In a fascinating obituary, the New York Times reports:
Chang, a conceptual artist, turned his collection of the Beatles’ “White Album” into a meditation on the aging of a vinyl classic.
Mr. Chang was not initially a collector of the 1968 double LP “The Beatles,” better known as “The White Album.” He bought one copy of it as a teenager, but when he got a second one some years later, he realized that the two — with their plain white covers as blank canvases— had changed over time.

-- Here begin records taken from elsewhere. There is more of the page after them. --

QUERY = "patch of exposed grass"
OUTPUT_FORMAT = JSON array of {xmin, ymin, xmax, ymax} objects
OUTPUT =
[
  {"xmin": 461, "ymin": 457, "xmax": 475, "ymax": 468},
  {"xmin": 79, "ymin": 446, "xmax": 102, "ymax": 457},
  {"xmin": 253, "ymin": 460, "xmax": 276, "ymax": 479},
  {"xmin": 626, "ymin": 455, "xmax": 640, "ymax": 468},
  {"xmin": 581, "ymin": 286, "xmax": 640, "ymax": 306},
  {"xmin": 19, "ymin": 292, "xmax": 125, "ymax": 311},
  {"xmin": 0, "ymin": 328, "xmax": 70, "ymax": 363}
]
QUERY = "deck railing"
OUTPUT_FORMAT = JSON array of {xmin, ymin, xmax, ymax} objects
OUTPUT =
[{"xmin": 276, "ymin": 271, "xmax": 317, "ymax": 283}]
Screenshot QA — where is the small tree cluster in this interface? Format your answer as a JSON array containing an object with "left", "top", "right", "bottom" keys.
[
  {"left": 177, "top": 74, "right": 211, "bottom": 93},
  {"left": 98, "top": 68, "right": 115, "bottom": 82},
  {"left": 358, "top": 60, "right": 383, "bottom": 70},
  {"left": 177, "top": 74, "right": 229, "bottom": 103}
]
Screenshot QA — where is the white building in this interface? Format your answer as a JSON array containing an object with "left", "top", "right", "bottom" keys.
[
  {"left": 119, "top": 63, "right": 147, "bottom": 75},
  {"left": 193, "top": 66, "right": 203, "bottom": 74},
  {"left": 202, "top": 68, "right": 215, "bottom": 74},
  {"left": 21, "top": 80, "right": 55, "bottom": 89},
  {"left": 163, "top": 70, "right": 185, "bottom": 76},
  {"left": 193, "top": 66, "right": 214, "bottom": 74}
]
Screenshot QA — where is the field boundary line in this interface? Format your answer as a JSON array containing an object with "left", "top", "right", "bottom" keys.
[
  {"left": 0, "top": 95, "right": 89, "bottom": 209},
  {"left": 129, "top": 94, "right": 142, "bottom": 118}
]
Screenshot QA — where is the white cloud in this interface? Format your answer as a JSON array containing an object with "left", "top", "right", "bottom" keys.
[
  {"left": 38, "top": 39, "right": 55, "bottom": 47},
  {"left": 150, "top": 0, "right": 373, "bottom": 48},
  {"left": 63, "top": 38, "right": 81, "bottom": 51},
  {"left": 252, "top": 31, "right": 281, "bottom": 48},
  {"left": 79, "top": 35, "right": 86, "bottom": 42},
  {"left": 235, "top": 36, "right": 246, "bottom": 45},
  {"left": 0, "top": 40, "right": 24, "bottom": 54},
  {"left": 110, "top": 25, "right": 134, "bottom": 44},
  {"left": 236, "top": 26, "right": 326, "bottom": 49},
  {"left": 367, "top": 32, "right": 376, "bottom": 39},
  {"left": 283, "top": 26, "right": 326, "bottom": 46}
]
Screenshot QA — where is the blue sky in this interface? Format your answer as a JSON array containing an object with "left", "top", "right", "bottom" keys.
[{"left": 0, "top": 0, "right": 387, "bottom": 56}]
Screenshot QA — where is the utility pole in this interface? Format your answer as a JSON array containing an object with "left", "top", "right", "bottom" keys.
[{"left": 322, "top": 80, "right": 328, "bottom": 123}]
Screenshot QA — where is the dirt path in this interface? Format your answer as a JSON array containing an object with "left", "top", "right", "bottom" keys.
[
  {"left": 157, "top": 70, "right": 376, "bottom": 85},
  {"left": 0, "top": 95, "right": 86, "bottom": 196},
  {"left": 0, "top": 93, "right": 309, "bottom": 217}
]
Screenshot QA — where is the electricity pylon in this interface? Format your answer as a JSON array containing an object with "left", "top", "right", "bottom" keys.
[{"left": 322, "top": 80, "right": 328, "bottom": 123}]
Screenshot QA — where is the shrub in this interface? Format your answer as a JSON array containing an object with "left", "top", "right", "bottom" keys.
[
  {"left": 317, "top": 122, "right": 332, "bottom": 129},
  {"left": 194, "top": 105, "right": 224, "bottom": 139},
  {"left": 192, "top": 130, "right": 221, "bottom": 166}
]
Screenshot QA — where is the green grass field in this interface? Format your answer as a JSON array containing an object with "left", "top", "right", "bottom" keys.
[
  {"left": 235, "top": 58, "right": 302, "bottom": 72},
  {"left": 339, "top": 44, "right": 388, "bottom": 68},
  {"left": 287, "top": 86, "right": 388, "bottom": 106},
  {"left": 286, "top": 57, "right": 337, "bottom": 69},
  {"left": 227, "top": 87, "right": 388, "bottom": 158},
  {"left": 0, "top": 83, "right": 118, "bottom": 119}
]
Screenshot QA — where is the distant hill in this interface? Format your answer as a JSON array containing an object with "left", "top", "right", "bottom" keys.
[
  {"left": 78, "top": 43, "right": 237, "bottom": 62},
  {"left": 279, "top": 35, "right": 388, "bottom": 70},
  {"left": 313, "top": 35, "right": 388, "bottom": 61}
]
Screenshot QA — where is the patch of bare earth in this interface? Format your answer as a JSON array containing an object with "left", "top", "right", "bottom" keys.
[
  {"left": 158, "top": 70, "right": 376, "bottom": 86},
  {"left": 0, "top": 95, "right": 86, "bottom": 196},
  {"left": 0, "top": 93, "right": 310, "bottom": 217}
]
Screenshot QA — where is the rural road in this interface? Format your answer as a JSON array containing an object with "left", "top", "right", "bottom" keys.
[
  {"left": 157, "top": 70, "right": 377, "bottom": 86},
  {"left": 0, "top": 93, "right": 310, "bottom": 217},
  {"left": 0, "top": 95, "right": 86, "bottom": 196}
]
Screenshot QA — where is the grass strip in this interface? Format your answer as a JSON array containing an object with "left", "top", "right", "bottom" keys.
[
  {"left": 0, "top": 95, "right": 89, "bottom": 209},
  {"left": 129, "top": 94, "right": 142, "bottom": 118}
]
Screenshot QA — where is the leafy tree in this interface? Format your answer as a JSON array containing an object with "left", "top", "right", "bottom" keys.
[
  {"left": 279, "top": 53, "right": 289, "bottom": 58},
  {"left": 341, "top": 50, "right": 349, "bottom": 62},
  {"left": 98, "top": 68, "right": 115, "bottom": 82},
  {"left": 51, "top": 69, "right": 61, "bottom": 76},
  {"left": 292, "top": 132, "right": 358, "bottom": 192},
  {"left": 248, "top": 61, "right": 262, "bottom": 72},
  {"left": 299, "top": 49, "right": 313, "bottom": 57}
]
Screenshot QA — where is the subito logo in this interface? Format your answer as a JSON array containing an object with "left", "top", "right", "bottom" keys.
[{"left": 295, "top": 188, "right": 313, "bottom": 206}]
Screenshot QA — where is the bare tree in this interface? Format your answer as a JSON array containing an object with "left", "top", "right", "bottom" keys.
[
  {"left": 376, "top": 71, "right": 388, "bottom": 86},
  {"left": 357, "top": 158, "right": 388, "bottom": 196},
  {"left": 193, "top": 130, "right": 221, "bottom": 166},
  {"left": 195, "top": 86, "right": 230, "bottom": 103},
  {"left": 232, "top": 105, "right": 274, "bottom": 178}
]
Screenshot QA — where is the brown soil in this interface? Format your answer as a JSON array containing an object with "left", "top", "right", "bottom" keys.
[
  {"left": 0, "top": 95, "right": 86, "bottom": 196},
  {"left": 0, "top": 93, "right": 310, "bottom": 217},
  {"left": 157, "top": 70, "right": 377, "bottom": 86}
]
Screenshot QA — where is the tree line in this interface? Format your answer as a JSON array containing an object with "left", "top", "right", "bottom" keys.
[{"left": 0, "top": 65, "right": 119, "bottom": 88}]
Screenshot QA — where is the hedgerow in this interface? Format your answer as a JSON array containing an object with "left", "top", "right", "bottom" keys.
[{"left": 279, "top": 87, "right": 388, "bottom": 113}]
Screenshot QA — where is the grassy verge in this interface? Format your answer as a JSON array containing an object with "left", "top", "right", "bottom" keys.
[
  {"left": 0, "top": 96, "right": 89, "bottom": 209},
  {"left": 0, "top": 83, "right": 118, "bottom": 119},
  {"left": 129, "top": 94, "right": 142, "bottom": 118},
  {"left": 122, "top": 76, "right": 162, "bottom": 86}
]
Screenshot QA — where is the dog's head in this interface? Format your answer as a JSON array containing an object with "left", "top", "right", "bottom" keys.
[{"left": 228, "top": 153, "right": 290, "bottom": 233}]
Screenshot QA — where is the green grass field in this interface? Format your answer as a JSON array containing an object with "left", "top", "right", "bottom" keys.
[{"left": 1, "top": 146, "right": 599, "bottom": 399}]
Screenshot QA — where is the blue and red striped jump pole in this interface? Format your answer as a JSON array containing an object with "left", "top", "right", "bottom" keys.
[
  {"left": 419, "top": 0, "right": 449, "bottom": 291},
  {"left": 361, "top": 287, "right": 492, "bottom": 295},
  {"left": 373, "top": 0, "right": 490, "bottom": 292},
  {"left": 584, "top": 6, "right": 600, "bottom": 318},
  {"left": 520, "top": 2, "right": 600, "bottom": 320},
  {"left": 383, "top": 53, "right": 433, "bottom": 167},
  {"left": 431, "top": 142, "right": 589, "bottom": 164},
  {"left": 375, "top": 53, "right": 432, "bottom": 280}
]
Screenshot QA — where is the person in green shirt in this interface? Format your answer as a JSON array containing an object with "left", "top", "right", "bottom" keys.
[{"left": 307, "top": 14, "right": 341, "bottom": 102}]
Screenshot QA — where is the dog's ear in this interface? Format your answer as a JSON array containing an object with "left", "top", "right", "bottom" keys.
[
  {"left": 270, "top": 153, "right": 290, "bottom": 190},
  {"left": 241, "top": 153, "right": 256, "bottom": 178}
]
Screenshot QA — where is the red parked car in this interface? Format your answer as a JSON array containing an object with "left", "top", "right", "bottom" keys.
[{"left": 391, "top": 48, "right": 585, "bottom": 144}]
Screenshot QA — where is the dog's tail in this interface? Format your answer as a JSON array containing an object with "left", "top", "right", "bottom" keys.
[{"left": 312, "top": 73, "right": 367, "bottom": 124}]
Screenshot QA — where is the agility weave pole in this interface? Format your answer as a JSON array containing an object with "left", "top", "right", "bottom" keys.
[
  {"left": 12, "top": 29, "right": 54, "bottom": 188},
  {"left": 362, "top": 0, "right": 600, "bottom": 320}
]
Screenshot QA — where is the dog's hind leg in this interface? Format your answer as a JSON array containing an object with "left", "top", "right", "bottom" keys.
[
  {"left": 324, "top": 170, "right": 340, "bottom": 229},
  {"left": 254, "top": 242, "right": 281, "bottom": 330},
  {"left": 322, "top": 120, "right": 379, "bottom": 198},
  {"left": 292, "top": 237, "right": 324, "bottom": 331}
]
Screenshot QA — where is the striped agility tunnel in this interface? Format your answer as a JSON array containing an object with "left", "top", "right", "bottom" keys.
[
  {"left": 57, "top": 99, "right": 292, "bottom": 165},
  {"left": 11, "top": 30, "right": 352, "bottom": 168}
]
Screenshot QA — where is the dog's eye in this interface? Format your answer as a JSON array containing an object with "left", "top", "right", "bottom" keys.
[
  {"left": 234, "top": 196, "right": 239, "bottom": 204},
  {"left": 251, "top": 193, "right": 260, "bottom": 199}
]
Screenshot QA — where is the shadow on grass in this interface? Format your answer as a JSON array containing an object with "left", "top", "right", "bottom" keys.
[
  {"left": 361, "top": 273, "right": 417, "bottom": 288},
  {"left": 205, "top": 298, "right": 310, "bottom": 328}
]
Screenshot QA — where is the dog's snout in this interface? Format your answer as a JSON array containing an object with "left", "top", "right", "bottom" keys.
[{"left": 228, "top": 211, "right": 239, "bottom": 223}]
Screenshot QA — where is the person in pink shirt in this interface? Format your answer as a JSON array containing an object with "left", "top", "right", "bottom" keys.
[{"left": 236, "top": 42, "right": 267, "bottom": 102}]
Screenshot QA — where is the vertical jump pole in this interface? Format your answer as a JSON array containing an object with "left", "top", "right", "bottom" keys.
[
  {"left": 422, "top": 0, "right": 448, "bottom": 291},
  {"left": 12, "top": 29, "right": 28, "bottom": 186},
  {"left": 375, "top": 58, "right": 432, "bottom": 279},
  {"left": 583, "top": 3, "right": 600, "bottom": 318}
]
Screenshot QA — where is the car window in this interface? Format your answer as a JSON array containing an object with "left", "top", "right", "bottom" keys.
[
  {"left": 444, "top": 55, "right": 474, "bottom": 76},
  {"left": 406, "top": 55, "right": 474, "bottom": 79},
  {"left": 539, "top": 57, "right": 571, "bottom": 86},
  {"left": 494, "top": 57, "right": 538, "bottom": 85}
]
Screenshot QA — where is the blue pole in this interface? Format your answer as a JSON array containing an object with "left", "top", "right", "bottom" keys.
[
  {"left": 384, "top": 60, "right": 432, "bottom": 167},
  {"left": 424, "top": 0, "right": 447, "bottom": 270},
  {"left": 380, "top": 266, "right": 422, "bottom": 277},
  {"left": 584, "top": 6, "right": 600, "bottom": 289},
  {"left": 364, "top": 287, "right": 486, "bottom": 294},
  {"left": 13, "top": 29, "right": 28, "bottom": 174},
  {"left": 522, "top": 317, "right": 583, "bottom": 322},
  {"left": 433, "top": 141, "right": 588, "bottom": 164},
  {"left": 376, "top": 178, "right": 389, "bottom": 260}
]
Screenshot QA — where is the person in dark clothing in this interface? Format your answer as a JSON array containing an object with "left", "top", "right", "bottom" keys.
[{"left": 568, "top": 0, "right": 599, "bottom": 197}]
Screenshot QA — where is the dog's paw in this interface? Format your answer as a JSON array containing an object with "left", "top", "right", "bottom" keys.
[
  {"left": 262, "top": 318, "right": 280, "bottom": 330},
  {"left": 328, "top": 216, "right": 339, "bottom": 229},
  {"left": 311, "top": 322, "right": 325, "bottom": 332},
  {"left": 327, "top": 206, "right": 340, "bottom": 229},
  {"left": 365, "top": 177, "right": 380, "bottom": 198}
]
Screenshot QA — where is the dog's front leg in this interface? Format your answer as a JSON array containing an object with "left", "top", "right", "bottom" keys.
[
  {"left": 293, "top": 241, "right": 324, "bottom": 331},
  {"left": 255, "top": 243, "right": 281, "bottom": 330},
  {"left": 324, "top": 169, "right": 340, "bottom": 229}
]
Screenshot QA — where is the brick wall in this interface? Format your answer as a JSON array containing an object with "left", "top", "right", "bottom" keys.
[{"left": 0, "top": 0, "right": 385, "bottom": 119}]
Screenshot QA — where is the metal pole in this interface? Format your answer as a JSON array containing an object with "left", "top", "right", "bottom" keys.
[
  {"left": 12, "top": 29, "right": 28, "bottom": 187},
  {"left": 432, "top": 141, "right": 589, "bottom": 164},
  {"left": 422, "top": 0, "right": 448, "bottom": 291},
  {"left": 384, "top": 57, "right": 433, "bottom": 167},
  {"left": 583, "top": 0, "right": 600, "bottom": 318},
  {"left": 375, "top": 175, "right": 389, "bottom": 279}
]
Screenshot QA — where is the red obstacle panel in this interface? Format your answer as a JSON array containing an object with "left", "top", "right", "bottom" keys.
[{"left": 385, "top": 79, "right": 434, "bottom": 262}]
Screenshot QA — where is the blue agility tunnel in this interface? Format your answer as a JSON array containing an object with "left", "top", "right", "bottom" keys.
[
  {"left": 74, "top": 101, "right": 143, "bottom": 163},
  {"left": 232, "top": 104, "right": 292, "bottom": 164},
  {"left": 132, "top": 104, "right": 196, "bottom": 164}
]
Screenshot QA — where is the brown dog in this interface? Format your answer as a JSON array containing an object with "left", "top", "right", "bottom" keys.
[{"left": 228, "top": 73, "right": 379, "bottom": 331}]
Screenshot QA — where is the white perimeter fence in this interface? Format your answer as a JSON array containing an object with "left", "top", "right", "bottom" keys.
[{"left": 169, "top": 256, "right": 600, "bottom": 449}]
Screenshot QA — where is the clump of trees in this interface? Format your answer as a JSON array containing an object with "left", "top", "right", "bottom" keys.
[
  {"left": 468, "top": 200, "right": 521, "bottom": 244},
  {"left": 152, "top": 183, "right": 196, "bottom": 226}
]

“The more I got, the more I could see how different these once identical objects had become,” he told the website The Creative Independent in 2017. “I didn’t know where it was going when I started other than that I wanted at least enough to see the differences between them. Then it just kept going and I can’t stop.”
Mr. Chang’s installation, “We Buy White Albums,” unveiled at the Recess gallery in Manhattan in 2013, took the form of a facsimile of a record shop, with albums in bins and turntables to play the music.
One wall was filled with albums whose owners had put their names on the covers, as well as written letters, poems and other ephemera on them. Some had drawn pictures. The covers also showed wear patterns created by rotting cardboard.
https://www.nytimes.com/2025/02/09/arts/rutherford-chang-dead.html
The exhibition traveled to several cities, including Liverpool, the home of the Beatles, in 2014.